There are so many different scoring functions that there is no way that we are going to go over all of them. But we will go over some extremely useful ones

#### Confusion Matrix

The confusion_matrix function evaluates classification accuracy by computing the confusion matrix.

By definition, entry i, j in a confusion matrix is the number of observations actually in group i, but predicted to be in group j. Here is an example:

In [4]:
from sklearn.metrics import confusion_matrix
y_true = [2, 0, 2, 2, 0, 1]
y_pred = [0, 0, 2, 2, 0, 2]
confusion_matrix(y_true, y_pred)

array([[2, 0, 0],
       [0, 0, 1],
       [1, 0, 2]])

In [5]:
y_true = [0, 0, 0, 1, 1, 1, 1, 1]
y_pred = [0, 1, 0, 1, 0, 1, 0, 1]
tn, fp, fn, tp = confusion_matrix(y_true, y_pred).ravel()
tn, fp, fn, tp


(2, 1, 2, 3)

#### Classification Report

The classification_report function builds a text report showing the main classification metrics. Here is a small example with custom target_names and inferred labels:

In [6]:
from sklearn.metrics import classification_report
y_true = [0, 1, 2, 2, 0]
y_pred = [0, 0, 2, 1, 0]
target_names = ['class 0', 'class 1', 'class 2']
print(classification_report(y_true, y_pred, target_names=target_names))

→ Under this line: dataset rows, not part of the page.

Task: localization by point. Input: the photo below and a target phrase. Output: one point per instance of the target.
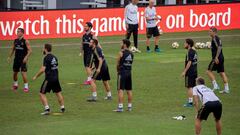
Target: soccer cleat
(129, 109)
(188, 105)
(157, 50)
(62, 110)
(14, 87)
(87, 82)
(118, 110)
(46, 112)
(26, 90)
(224, 92)
(92, 99)
(108, 98)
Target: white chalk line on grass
(116, 42)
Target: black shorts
(124, 81)
(19, 66)
(87, 59)
(190, 81)
(212, 106)
(103, 75)
(132, 28)
(47, 86)
(152, 32)
(216, 67)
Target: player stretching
(190, 71)
(131, 18)
(210, 104)
(101, 72)
(87, 51)
(22, 50)
(51, 81)
(217, 63)
(124, 67)
(152, 29)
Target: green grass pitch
(158, 89)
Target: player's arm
(196, 102)
(219, 49)
(29, 51)
(40, 72)
(186, 68)
(118, 60)
(11, 53)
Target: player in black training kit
(124, 67)
(101, 71)
(190, 70)
(22, 50)
(87, 51)
(51, 81)
(217, 63)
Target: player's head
(213, 31)
(47, 48)
(125, 43)
(93, 43)
(151, 3)
(135, 2)
(88, 26)
(188, 43)
(20, 32)
(200, 81)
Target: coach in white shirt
(210, 103)
(131, 20)
(151, 24)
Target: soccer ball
(208, 44)
(197, 45)
(175, 45)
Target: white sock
(15, 83)
(89, 78)
(47, 107)
(226, 87)
(215, 85)
(109, 94)
(25, 85)
(120, 105)
(94, 94)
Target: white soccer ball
(175, 45)
(208, 44)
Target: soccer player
(190, 70)
(152, 29)
(101, 71)
(131, 19)
(210, 104)
(22, 50)
(51, 81)
(217, 63)
(124, 67)
(87, 51)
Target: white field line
(116, 42)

             precision    recall  f1-score   support

    class 0       0.67      1.00      0.80         2
    class 1       0.00      0.00      0.00         1
    class 2       1.00      0.50      0.67         2

avg / total       0.67      0.60      0.59         5



#### Dummy Estimators

This was an interesting choice to put this here, but it did not feel right in any of the other sections.

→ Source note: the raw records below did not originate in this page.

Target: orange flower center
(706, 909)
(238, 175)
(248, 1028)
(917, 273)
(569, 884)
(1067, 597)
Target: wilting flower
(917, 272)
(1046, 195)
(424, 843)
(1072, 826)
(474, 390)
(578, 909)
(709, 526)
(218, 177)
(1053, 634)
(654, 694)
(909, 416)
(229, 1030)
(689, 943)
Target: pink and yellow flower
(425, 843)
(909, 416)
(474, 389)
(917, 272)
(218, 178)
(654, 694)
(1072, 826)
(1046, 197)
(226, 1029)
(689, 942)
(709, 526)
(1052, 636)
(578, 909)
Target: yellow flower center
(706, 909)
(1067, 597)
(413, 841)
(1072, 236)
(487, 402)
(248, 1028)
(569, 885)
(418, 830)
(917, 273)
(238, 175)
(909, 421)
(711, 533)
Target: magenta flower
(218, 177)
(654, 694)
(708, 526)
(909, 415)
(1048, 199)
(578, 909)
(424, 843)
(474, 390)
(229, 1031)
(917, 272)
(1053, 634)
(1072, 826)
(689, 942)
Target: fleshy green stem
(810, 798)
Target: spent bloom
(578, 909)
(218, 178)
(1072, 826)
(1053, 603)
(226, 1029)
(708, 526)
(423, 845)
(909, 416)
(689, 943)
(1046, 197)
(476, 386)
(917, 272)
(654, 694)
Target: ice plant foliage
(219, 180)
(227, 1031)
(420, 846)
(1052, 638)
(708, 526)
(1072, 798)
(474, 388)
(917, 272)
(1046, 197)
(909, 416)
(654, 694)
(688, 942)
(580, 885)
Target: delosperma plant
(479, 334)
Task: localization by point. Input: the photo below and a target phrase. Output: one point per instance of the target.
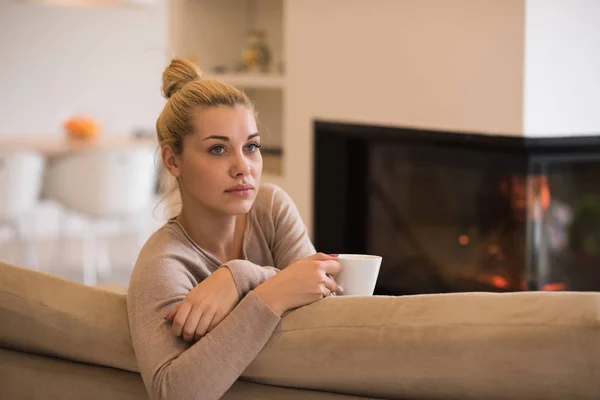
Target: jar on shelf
(256, 55)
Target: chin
(240, 207)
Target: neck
(220, 235)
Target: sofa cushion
(27, 376)
(45, 314)
(462, 345)
(526, 345)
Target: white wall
(454, 65)
(562, 67)
(58, 61)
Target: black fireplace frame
(341, 161)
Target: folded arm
(174, 369)
(289, 242)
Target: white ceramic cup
(359, 274)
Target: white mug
(359, 274)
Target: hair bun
(177, 74)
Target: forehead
(225, 121)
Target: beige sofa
(63, 340)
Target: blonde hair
(186, 92)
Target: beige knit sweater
(171, 264)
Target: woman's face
(220, 165)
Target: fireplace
(459, 212)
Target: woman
(210, 286)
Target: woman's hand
(205, 306)
(301, 283)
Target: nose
(241, 168)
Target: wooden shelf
(251, 81)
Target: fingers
(325, 291)
(172, 313)
(216, 321)
(181, 317)
(203, 324)
(331, 267)
(330, 285)
(323, 257)
(192, 322)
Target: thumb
(323, 257)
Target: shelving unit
(213, 34)
(251, 81)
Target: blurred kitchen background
(80, 183)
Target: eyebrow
(225, 138)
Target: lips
(240, 188)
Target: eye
(253, 147)
(217, 150)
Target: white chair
(117, 184)
(21, 174)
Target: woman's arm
(288, 238)
(290, 242)
(174, 369)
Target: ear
(171, 161)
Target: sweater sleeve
(289, 238)
(290, 241)
(174, 369)
(248, 275)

When doing supervised learning, a simple sanity check consists of comparing one’s estimator against simple rules of thumb. DummyClassifier implements several such simple strategies for classification:
* stratified generates random predictions by respecting the training set class distribution.
* most_frequent always predicts the most frequent label in the training set.
* prior always predicts the class that maximizes the class prior (like most_frequent) and predict_proba returns the class prior.
* uniform generates predictions uniformly at random.
* constant always predicts a constant label that is provided by the user. A major motivation of this method is F1-scoring, when the positive class is in the minority.

Note that with all these strategies, the predict method completely ignores the input data!
To illustrate DummyClassifier, first let’s create an imbalanced dataset:

In [7]:
from sklearn.datasets import load_iris
from sklearn.model_selection import train_test_split
iris = load_iris()
X, y = iris.data, iris.target
y[y != 1] = -1
X_train, X_test, y_train, y_test = train_test_split(X, y, random_state=0)

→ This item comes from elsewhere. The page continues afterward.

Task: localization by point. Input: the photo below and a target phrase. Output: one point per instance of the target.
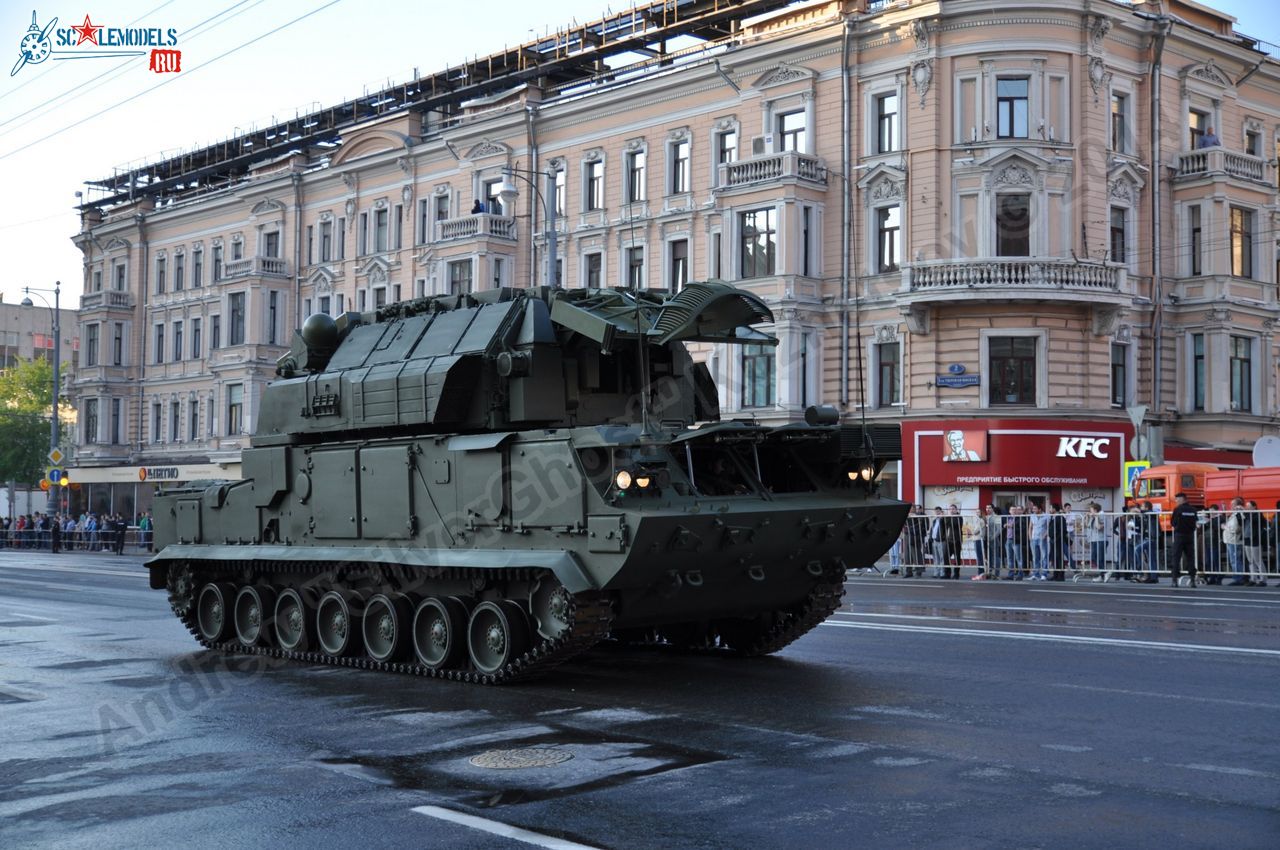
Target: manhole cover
(521, 758)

Now let's compare the SVC to the most_frequent

In [8]:
from sklearn.dummy import DummyClassifier
from sklearn.svm import SVC
clf = SVC(kernel='linear', C=1).fit(X_train, y_train)
clf.score(X_test, y_test) 



0.63157894736842102

In [9]:
clf = DummyClassifier(strategy='most_frequent',random_state=0)
clf.fit(X_train, y_train)

clf.score(X_test, y_test)  

0.57894736842105265

Right, we don't do much better! But with a simple kernel change:

In [10]:
clf = SVC(kernel='rbf', C=1).fit(X_train, y_train)
clf.score(X_test, y_test)  


0.97368421052631582

DummyRegressor also implements four simple rules of thumb for regression:
* mean always predicts the mean of the training targets.
* median always predicts the median of the training targets.
* quantile always predicts a user provided quantile of the training targets.
* constant always predicts a constant value that is provided by the user.